A Fresh Season: Ligue 1 22/23

It’s hard to begin thinking about a Ligue 1 season without assuming, expecting, and, despite anomalies, knowing PSG will be sitting in first place. They dominate the league. It’s not always a foregone conclusion, as Lille and Monaco have disrupted their dominance over the last decade. Nonetheless, with a front three of Messi, Mbappé, and Neymar – still together despite a summer of rumours and drama and supposed fallings-out – it’s hard to see how many domestic teams’ defences can stop them. The hiring of Luis Campos and Christophe Galtier has signalled a change in ethos at the Parc des Princes, one focused more on the practical and functional side of creating a Champions League-winning team. Ligue 1 is always seen as a warm-up for the Champions League for PSG, and right now, they sit top of the league, ahead of Lens, and are looking pretty.

Lens, though – the surprise and exciting package of Ligue 1 in the last couple of seasons – remains close. In fact, when Ligue 1 resumed after the World Cup break, Lens put PSG to the sword in a 3-1 victory, which saw Frankowski, Openda, and Maurice score the goals. It’s a team that isn’t after the attack, but, importantly, they have a mean defence, conceding the least number of goals in the league. They look like a strong bet for Champions League qualification.

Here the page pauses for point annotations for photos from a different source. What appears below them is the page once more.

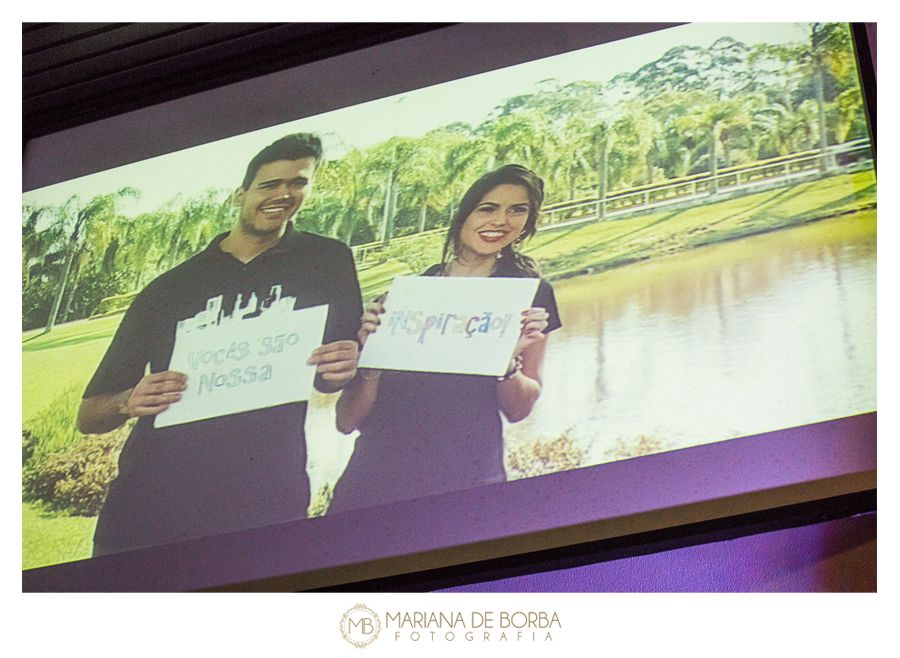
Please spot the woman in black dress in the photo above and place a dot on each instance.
(425, 433)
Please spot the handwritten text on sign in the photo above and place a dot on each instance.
(466, 325)
(236, 363)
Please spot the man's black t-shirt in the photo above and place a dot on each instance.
(232, 472)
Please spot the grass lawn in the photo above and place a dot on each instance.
(49, 538)
(67, 356)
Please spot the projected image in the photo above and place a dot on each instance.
(699, 207)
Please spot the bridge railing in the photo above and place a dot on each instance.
(673, 190)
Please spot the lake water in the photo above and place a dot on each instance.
(751, 336)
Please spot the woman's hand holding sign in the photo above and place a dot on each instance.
(534, 321)
(371, 318)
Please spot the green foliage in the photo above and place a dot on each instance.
(636, 447)
(75, 480)
(320, 502)
(417, 254)
(53, 429)
(63, 468)
(50, 537)
(540, 458)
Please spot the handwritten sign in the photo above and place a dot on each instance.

The new element to this season is that four teams will be relegated, as the league will shrink to 18 teams next season. Angers are adrift at the bottom, their fate practically sealed already. Above them, Auxerre, Ajaccio, Brest, Strasbourg, Montpellier, and Troyes are separated by mere points. This area of the league will arguably be the most exciting one to watch as the season progresses, and the table mutates.

Ligue 1 23/24: DAZN Bet’s Predictions

Next season could be one of change in Ligue 1 not only because the league is contested by 18 teams rather than 20 – no. The change could well be with the defending and pre-eminent champions themselves, PSG. Mbappé continues to court and be courted by Real Madrid, which many see as an inevitable match. Whether that happens in the summer of 23/24 is anyone’s guess. Also, though, Messi’s contract is up in June. If PSG were to lose both Messi and Mbappé, Neymar would lose his best friend and a player who wanted him gone in the summer of 22/23. Who knows where his head will be? As such, could PSG lose all of their esteemed front three?

If so, who will be there to lead the charge as title challenges? Lens, should they keep their team together and continue to improve, will surely be hoping it’s their time to cap off this impressive rise to top-four finishers. However, they won’t be alone. The likes of free-scoring Monaco and Marseille will be sure another season under their coaches will put them in great positions to pounce on a weakened PSG. Lyon, now under the stewardship of Laurent Blanc, will also expect to be title challengers if PSG does suffer an off-season.

At the bottom end, after a four-team relegation the season before, those in the lower-mid table will be looking over their shoulder. Their buffer has been removed. They are closer to the bottom. As such, Nates, Toulouse, Reims, Clermont Foot, and, depending on if they can recover some form, Nice will all be concerned.